Николушка мигом вскинулся, но тут же и грянул бас тренера:
— Отставить! Это кто это первый сорт? Это ты, Иванов, первый сорт? Отставить и твой выход. Садишься в запас, на лёд идёт вратарь Копейкин.
А ещё он сказал, что за такое зазнайство и хвастовство его, Иванова, надо бы отправить даже не на запасную скамейку, а домой; но поскольку грех с Васей вышел впервые, то пускай Вася пока посидит вот тут, в раздевалочке у окошечка, да и подумает, какой он сорт-фрукт на самом деле — наилучший или так себе, с пятнышком…
И ошарашенный, расстроенный Вася остался в раздевалке один. Перешагивая через вороха ребячьих обувок, не снимая коньков, он проковылял к длинной под окошком скамье и, почти ничего не видя от слёз, уткнулся в холодное стекло.
О том, какой он теперь «сорт-фрукт», Вася понял сразу. На душе у Васи сделалось так, как будто он только что шёл на какой-то удивительно весёлый праздник, шёл вместе с друзьями, и вдруг все ушагали вперёд, а перед ним с треском захлопнулась дверь.
Она захлопнулась, и остался для него, для Васи, лишь вот этот квадратный проёмчик с надбитым стеклом: смотреть смотри, а проходить дальше и не пробуй! Там, на празднике, и без тебя, Васёк, хорошо. Там, на празднике, и без тебя, Васёк, обойдутся…
Но и в окошко почти ничего нельзя было разглядеть. Выходило оно чуть в сторону от хоккейной площадки на белые кусты, на утоптанную дорожку, на белеющий в сумерках школьный сад, и Вася не столько видел, сколько лишь слышал, что там, на площадке, зачиналось теперь.
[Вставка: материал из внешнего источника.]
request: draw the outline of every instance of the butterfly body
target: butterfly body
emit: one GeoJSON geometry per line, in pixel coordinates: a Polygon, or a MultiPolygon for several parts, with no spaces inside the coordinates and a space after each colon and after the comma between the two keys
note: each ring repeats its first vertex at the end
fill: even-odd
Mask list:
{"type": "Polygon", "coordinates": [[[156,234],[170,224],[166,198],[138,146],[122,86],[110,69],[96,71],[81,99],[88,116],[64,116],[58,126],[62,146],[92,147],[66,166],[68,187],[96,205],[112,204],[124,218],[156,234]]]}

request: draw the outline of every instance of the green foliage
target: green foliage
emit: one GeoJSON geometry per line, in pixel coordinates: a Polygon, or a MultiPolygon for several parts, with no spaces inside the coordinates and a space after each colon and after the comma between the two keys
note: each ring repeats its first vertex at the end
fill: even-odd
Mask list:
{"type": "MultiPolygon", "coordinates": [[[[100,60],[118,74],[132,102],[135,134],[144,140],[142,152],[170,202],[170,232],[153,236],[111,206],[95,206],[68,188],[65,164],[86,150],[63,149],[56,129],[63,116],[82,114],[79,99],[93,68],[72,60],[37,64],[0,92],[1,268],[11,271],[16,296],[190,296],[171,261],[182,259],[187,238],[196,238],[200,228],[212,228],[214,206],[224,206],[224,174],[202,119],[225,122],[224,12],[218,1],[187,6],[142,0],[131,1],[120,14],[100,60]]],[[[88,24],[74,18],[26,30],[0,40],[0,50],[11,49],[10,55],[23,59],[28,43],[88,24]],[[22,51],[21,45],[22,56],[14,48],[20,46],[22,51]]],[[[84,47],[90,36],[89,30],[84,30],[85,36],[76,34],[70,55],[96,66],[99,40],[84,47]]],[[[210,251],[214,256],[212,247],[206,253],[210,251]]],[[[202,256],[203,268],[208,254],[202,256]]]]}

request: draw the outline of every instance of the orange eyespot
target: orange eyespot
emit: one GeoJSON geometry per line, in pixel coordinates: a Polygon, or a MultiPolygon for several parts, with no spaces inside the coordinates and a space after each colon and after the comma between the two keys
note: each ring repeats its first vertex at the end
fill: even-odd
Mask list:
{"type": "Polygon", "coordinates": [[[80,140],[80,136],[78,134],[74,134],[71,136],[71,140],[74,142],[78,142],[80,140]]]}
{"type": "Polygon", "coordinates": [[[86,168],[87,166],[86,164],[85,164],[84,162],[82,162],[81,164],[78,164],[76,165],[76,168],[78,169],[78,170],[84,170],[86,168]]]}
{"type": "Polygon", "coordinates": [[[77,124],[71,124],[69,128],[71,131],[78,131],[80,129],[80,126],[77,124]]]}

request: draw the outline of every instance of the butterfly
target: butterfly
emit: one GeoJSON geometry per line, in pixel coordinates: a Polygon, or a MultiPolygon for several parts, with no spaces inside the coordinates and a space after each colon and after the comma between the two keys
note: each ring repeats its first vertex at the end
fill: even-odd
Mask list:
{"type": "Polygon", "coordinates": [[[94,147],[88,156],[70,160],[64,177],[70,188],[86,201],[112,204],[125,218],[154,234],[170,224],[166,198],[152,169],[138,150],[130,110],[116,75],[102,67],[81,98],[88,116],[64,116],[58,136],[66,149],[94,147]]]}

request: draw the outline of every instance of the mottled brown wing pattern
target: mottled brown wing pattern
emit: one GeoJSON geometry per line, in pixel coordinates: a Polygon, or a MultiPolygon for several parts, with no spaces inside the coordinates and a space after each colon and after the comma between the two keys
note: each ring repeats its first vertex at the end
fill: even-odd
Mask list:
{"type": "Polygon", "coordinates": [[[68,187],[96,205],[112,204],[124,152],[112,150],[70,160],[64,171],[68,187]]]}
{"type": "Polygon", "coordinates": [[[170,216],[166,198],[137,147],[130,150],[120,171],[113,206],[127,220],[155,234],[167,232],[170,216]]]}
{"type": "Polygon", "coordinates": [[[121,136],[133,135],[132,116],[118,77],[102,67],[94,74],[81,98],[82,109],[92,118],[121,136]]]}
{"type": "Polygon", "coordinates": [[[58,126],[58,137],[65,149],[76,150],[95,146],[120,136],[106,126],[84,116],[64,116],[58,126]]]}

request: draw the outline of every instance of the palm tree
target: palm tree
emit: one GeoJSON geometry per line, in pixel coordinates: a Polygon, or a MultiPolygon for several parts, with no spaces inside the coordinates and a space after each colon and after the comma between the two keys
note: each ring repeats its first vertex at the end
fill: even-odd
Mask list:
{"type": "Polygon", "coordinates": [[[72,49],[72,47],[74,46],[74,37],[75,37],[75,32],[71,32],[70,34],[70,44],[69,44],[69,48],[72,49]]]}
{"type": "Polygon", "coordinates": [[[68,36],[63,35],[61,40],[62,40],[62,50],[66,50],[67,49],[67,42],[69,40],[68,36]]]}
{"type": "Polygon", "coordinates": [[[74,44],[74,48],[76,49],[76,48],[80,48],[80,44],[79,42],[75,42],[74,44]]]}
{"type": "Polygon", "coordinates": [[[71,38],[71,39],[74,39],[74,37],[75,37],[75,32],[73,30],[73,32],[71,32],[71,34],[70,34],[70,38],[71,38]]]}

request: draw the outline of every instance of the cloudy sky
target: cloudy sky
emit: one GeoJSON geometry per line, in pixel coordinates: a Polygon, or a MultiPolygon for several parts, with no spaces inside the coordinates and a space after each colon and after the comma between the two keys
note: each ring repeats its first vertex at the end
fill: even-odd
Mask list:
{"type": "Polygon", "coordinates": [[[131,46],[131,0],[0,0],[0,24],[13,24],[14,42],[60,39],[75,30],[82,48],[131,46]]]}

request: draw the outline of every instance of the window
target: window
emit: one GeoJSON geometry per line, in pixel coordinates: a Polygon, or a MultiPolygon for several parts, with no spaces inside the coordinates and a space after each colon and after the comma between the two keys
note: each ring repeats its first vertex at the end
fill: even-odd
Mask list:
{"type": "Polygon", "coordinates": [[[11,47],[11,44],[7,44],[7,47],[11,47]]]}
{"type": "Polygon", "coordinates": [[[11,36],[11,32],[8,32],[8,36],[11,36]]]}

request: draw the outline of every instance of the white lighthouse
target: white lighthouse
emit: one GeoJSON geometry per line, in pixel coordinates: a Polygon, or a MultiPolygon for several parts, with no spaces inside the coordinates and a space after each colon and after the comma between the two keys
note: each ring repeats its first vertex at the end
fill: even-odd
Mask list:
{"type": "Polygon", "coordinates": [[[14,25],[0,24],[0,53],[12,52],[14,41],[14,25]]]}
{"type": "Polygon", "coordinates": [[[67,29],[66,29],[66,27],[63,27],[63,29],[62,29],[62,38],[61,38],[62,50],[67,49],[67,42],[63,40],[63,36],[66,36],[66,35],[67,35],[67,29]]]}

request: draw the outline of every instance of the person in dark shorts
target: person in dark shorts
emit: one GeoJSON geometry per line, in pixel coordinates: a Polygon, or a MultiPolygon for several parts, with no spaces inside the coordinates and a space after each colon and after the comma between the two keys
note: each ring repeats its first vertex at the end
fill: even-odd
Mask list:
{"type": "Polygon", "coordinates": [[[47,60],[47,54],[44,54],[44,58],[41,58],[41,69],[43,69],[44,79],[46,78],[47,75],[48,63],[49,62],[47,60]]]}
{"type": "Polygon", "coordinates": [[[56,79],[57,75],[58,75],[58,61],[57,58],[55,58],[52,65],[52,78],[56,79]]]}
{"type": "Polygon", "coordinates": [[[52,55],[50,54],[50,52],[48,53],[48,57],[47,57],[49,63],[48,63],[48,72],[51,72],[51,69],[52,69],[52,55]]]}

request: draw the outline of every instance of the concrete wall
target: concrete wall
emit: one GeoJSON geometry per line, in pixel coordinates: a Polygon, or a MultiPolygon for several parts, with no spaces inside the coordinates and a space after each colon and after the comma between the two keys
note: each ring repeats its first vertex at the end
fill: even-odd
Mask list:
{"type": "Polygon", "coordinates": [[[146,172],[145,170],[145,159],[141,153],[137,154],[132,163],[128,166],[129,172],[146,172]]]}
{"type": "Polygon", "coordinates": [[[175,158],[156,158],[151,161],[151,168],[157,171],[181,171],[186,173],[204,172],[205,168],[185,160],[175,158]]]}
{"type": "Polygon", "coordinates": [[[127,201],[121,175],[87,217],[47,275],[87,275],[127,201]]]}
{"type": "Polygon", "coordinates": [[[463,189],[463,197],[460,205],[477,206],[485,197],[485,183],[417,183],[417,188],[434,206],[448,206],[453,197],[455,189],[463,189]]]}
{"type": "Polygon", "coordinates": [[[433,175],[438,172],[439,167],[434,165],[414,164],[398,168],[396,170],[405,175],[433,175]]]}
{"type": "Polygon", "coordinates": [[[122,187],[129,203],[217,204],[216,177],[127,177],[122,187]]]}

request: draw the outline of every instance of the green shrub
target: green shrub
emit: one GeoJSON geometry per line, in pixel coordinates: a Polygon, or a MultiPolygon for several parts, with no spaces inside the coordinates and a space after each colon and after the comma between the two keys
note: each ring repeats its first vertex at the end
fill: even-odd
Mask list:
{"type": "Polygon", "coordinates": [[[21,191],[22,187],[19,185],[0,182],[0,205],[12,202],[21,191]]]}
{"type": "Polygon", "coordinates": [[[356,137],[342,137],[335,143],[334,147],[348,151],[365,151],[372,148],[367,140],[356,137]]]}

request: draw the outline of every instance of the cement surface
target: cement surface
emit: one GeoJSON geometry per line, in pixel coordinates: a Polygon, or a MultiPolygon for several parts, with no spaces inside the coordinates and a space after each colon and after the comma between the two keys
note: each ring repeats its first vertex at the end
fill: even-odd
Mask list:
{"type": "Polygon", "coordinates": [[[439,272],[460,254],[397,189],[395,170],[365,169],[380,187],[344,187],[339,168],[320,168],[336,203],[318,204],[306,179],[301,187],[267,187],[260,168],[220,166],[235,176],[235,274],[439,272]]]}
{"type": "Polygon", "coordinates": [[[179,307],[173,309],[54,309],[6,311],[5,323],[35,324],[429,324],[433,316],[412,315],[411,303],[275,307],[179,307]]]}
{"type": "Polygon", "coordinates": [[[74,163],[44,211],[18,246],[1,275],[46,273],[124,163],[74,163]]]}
А там, как всегда, орали, визжали, галдели, хлопали в ладоши ребятишки. Там заливался судейский свисток, хлестали по сосновым бортам крепкие удары шайбы, звенели на виражах коньки. Оттуда, как всегда, бил на все четыре стороны, достигая и Васиного окошка, радостный электрический свет, — и только одно там было не как всегда.
Всё это ликующее, всё это светло-шумное празднество проходило теперь без Васи Иванова. И от этого Васе было ещё нестерпимей, ещё тошней.
Он так уж и думал, что на веки вечные одиноким и останется, но тренер был хотя и суров, да справедлив, наказал Васю на одну лишь тогдашнюю игру; простил тогда Васю и Николушка. Тем более что в матче-то с тридцать третьей школой Николушка сыграл превосходно.
А вот Вася с той поры и хвастаться зарёкся, и тренироваться стал ещё старательней, и вот из-за этого старания ни разу, как приехал жить в город, в зоологическом парке и не побывал.
3
Но теперь в зоопарк Васю вела, можно сказать, сама судьба.
Судьбой этой был толстенький, прыткий, пыхтящий на ходу, как паровоз, Чашкин. Перебежав ещё один неведомый ни Васе, ни Петру Петровичу сугробный переулок, пронырнув ещё один сумрачный двор, он вдруг выскочил сам, а за ним и его попутчики, на весеннюю улицу. Обегая прохожих, повернули за угол, и вот — ворота зоопарка, фанерная рядом будочка.